Recently, I had the pleasure of working with our wonderful iOS developers here at Mozilla in instrumenting Lockwise, one of our iOS applications, with the Glean SDK.  At this point, I’ve already helped integrate it with several other applications, all of which went pretty smoothly, and Lockwise for iOS held true to that.  It wasn’t until later, when unexpected things started happening, that I realized something was amiss…

Integrating the Glean SDK with a new product is a fairly straightforward process.  On iOS, it amounts to adding the dependency via Carthage, and adding a couple of build-steps to get it to do its thing.  After this is done, we generally smoke test the data using the built in debugging tools.  If everything looks good, we submit a request for data review for collecting the new metrics.  Once a data steward has signed off on our request to collect new data, we can then release a new version of the application with its Glean SDK powered telemetry.  Finally, we collect a few weeks of data to validate that everything looks good, such as user counts, distribution of locales, and we look for anything that might indicate that the data isn’t getting collected like we expected, such as holes in sequence numbers or missing fields.  In Lockwise for iOS’s case, all of this went just as expected.

One part of the Glean SDK integration that I haven’t mentioned yet is enabling the application in our data ingestion pipeline via the probe-scraper so that we can accept data from it.  On iOS, the Glean SDK makes use of the application bundle identifier to uniquely identify the app to our pipeline, so enabling the app means letting the pipeline know about this id so that it won’t turn away the data.  This identifier also determines the table that the data ultimately ends up in, so it’s a key identifier in the process.

So, here’s where I learned something new about iOS architecture, especially as it relates to embedded application extensions.  Application extensions are a cool and handy way of adding additional features and functionality to your application in the Apple ecosystem.  In the case of Lockwise, they are using a form of extension that provides credentials to other applications.  This allows the credentials stored in Lockwise to be used to authenticate in websites and other apps installed on the device.  I knew about extensions but hadn’t really worked with them much until now, so it was pretty interesting to see how it all worked in Lockwise.

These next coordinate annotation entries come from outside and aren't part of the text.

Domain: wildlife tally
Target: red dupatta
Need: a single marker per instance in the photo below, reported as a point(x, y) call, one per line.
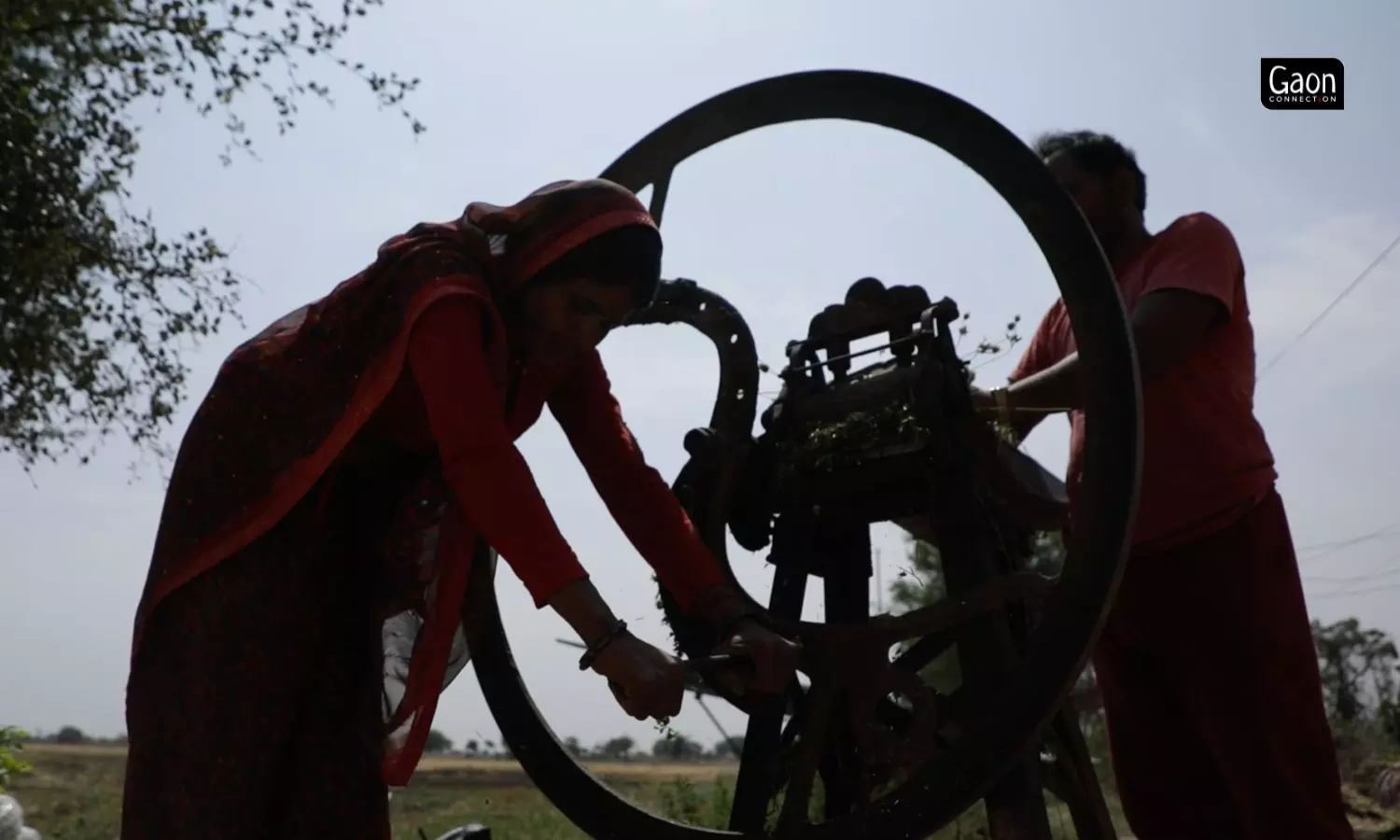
point(287, 402)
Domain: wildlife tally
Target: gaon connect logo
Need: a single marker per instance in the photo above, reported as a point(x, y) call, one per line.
point(1302, 84)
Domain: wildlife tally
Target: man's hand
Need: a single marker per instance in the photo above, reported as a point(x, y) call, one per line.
point(775, 658)
point(646, 682)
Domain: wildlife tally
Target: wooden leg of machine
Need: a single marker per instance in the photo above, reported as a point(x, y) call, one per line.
point(986, 654)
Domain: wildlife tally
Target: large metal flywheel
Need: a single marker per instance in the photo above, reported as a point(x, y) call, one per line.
point(893, 756)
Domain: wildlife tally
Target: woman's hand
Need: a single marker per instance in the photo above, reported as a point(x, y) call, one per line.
point(646, 682)
point(775, 658)
point(983, 402)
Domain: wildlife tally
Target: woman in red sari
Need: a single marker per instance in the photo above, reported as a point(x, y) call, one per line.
point(301, 612)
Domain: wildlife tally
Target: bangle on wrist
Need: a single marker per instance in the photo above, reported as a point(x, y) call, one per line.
point(599, 644)
point(1001, 399)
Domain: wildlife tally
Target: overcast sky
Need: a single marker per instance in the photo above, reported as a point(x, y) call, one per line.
point(781, 221)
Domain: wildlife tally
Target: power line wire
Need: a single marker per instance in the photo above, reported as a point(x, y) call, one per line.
point(1329, 307)
point(1327, 549)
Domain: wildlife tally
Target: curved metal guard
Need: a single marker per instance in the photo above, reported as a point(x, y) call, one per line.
point(968, 764)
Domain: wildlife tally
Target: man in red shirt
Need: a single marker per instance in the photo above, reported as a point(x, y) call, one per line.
point(1207, 665)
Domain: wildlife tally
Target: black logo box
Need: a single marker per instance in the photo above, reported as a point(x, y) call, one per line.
point(1302, 84)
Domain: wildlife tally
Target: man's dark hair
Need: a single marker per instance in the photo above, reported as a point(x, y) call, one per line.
point(1095, 153)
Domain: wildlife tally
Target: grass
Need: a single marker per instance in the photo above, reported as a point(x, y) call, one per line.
point(75, 792)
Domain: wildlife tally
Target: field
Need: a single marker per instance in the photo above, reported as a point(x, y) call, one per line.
point(75, 794)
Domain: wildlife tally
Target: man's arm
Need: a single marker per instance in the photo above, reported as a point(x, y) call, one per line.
point(1042, 352)
point(1189, 293)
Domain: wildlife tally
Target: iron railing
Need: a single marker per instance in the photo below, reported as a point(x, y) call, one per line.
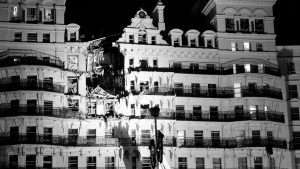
point(24, 110)
point(26, 84)
point(217, 70)
point(190, 142)
point(226, 116)
point(218, 92)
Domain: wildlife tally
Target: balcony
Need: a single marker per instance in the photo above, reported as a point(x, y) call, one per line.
point(230, 142)
point(23, 138)
point(26, 84)
point(219, 116)
point(217, 70)
point(23, 110)
point(16, 57)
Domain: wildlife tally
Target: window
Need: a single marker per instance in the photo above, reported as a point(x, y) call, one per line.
point(295, 113)
point(297, 161)
point(91, 136)
point(258, 163)
point(46, 37)
point(217, 163)
point(131, 40)
point(244, 25)
point(146, 163)
point(242, 163)
point(229, 24)
point(47, 163)
point(73, 162)
point(18, 37)
point(153, 40)
point(73, 62)
point(109, 162)
point(259, 25)
point(200, 163)
point(296, 139)
point(31, 134)
point(198, 135)
point(30, 161)
point(142, 38)
point(145, 136)
point(259, 47)
point(131, 62)
point(233, 46)
point(47, 135)
point(31, 14)
point(246, 46)
point(48, 107)
point(91, 162)
point(293, 93)
point(32, 37)
point(291, 68)
point(182, 163)
point(154, 62)
point(13, 161)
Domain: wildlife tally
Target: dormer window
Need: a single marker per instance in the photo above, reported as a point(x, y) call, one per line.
point(142, 38)
point(131, 40)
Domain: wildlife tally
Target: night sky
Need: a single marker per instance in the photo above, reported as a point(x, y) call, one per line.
point(110, 17)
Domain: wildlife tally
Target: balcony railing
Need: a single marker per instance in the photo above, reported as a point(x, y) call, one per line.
point(6, 139)
point(217, 70)
point(58, 140)
point(223, 116)
point(24, 110)
point(218, 92)
point(15, 57)
point(26, 84)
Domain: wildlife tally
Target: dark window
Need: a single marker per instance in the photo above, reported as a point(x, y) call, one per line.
point(182, 163)
point(245, 25)
point(91, 162)
point(259, 25)
point(46, 37)
point(73, 162)
point(13, 162)
point(47, 163)
point(291, 68)
point(229, 24)
point(295, 113)
point(18, 37)
point(293, 92)
point(32, 37)
point(30, 161)
point(109, 162)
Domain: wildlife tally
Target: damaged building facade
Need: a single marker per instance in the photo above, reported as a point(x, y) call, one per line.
point(222, 97)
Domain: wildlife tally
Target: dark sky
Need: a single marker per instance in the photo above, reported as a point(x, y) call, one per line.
point(110, 17)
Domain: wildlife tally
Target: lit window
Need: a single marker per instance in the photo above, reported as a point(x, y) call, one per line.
point(246, 46)
point(247, 68)
point(18, 37)
point(73, 162)
point(182, 162)
point(233, 46)
point(229, 24)
point(245, 25)
point(32, 37)
point(295, 113)
point(46, 37)
point(259, 47)
point(217, 163)
point(110, 162)
point(293, 92)
point(258, 163)
point(259, 25)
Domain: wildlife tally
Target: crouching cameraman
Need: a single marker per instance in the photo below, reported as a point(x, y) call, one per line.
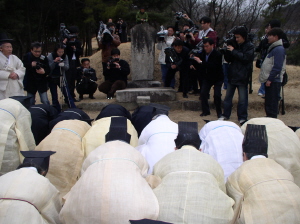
point(115, 72)
point(37, 70)
point(86, 79)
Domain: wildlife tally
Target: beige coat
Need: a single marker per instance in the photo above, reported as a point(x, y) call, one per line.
point(40, 205)
point(96, 135)
point(10, 87)
point(283, 144)
point(15, 134)
point(112, 188)
point(192, 189)
point(264, 192)
point(66, 140)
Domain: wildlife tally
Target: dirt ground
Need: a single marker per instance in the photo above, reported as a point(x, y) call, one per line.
point(291, 93)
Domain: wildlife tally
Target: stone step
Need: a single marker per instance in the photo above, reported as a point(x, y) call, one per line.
point(157, 94)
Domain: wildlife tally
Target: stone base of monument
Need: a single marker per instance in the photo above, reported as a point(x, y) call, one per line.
point(143, 84)
point(158, 94)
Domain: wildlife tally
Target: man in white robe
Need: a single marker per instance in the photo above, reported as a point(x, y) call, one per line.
point(223, 141)
point(264, 192)
point(15, 134)
point(157, 138)
point(26, 196)
point(12, 70)
point(192, 188)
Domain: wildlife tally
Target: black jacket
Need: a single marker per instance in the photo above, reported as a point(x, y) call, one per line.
point(211, 69)
point(34, 81)
point(241, 63)
point(114, 74)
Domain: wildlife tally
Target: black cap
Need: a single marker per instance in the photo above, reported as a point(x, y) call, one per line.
point(24, 100)
point(187, 135)
point(39, 158)
point(159, 109)
point(147, 221)
point(255, 139)
point(118, 130)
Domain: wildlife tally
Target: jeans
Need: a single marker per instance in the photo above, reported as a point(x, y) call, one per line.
point(262, 89)
point(206, 86)
point(242, 108)
point(164, 71)
point(225, 71)
point(43, 97)
point(271, 99)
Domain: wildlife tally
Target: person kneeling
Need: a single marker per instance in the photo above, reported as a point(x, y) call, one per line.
point(86, 79)
point(115, 73)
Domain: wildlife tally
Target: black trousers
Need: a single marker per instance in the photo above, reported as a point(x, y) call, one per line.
point(205, 89)
point(272, 93)
point(183, 80)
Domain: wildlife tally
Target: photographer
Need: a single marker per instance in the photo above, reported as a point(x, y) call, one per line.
point(37, 70)
point(109, 41)
point(86, 79)
point(74, 51)
point(59, 63)
point(181, 64)
point(162, 45)
point(240, 56)
point(115, 72)
point(121, 30)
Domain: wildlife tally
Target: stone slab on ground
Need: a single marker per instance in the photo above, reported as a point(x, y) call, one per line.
point(159, 94)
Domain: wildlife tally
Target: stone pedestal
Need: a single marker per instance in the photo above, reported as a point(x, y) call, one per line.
point(142, 52)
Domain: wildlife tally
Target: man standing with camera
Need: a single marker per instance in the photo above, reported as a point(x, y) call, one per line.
point(115, 72)
point(86, 79)
point(74, 51)
point(37, 71)
point(240, 58)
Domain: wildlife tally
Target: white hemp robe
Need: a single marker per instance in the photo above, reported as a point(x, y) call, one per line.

Here’s where a brick smacks into the story.  Remember that bundle identifier that I said was used to uniquely identify the app?  Well, it turns out that application extensions in iOS modify this a bit by adding to it to uniquely identify themselves!  We realized this when we started to see our pipeline reject this new identifier, because it wasn’t an exact match for the identifier that we expected and had allowed through.  The id we expected was org-mozilla-ios-lockbox, but the extension was reporting org-mozilla-ios-Lockbox-CredentialProvider.  Using a different bundle identifier totally makes sense, since they run as a separate process within their own application sandbox container.  The OS needs to see them differently because an extension can run even if the base application isn’t running.  Unfortunately, the Glean SDK is purposefully built to not care about, or even know about different processes so we had a bit of a blind spot in the application extension.  Not only that, but remember I mentioned that the extension’s storage container is a separate sandbox from the base application?  Well, since the extension runs in a different process from the base application, and it has a separate storage, the Glean SDK running in the extension acted just like the extension was a completely separate application.  With separate storage, it happily generates a different unique identifier for the client, which does not match the id generated for the base application.  So there was no way to attribute the information in the extension to the base application that contained it because the ingestion pipeline saw these as separate applications with no way to associate the client ids between the two.  These were two sandboxes that just couldn’t interact with each other.  To be fair, Apple does provide a way to share data between extensions and applications, but it requires creating a completely separate shared sandbox, and this doesn’t solve the problem that the same Glean SDK instance just shouldn’t be used directly by multiple processes at the same time.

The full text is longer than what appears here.